Poland’s Bartosz Losiak and Piotr Kantor made a quantum leap in the Olympic rankings Sunday by defeating Qatar’s Ahmed Tijan and Cherif Samba for the gold medal at the FIVB four-star beach volleyball event in Sochi, Russia.
The Poles staved off two match points in the second set for a gutsy 17-21, 23-21, 15-10 victory and the 800-point gold medal lifts the Poles 400 points to 6,340, leapfrogging from 19th to 15th. The top 15 in the Olympic qualification period receive Olympic bids.
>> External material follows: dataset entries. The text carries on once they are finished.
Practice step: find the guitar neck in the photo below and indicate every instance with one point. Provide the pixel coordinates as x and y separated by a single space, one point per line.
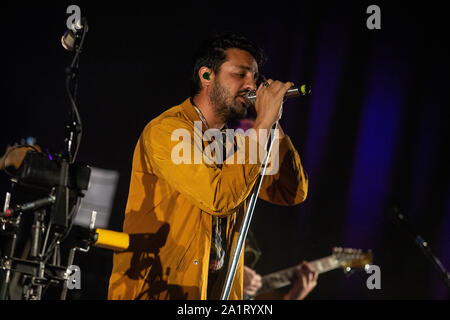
283 278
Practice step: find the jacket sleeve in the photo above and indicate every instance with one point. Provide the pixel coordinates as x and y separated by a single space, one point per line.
289 186
215 190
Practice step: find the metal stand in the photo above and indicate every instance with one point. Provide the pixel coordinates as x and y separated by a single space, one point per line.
243 228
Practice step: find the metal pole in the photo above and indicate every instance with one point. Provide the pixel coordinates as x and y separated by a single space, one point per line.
243 229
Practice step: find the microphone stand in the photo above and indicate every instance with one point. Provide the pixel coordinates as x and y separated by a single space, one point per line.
423 246
245 224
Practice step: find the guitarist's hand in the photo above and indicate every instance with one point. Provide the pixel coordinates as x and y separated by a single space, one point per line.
252 281
302 285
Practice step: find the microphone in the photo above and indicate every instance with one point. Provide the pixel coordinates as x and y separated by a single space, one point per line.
293 92
71 35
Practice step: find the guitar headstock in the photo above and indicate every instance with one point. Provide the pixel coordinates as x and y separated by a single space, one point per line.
350 258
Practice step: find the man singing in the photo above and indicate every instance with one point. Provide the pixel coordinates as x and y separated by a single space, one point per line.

The Poles now have a 200-point lead over Chile’s Marco and Esteban Grimalt for the critical final Olympic berth.
Going into the final Olympic qualifier in Ostrava next weekend, only two teams can challenge for that final berth. Chile’s Grimalts must finish bronze or better, presuming no improvement by the Poles, and Latvia’s Aleksandrs Samoilovs and Janis Smedins must finish silver or better.
The 18th-seeded Losiak and Kantor have not medaled on the World Tour since 2018, when they won gold in an FIVB four-star event in Warsaw and bronze in the World Tour Finals in Hamburg.

The loss was a disappointment for the second-seeded Qataris, who were unable to convert two match points in the second set. Younousse and Tijan’s physical style of play has made them one of the Olympic medal favorites. They won gold in Doha and Cancun Hub 3, and lost in the championship matches of Cancun Hub 1 and 2.
The bronze medal went to the Netherlands’ Steven van de Velde and Christiaan Varenhorst, who defeated Italy’s Adrian Carambula and Enrico Rossi 21-16, 26-28, 15-9. The Dutch pair returned to the medal stand for the first time since the FIVB four-star in Itapema, Brazil in 2019.
Although van de Velde and Varenhorst will miss the cutoff for Olympic qualification as one of the top 15 teams, they can still qualify through the European Continental Cup finals June 23-26.
In the semifinals, Poland’s Kantor and Losiak defeated Italy’s Rossi and Carambula 25-23, 21-16, while Qatar’s Younousse and Tijan reached the finals with a 12-21, 21-18, 15-13 win over the Netherland’s van de Velde and Varenhorst.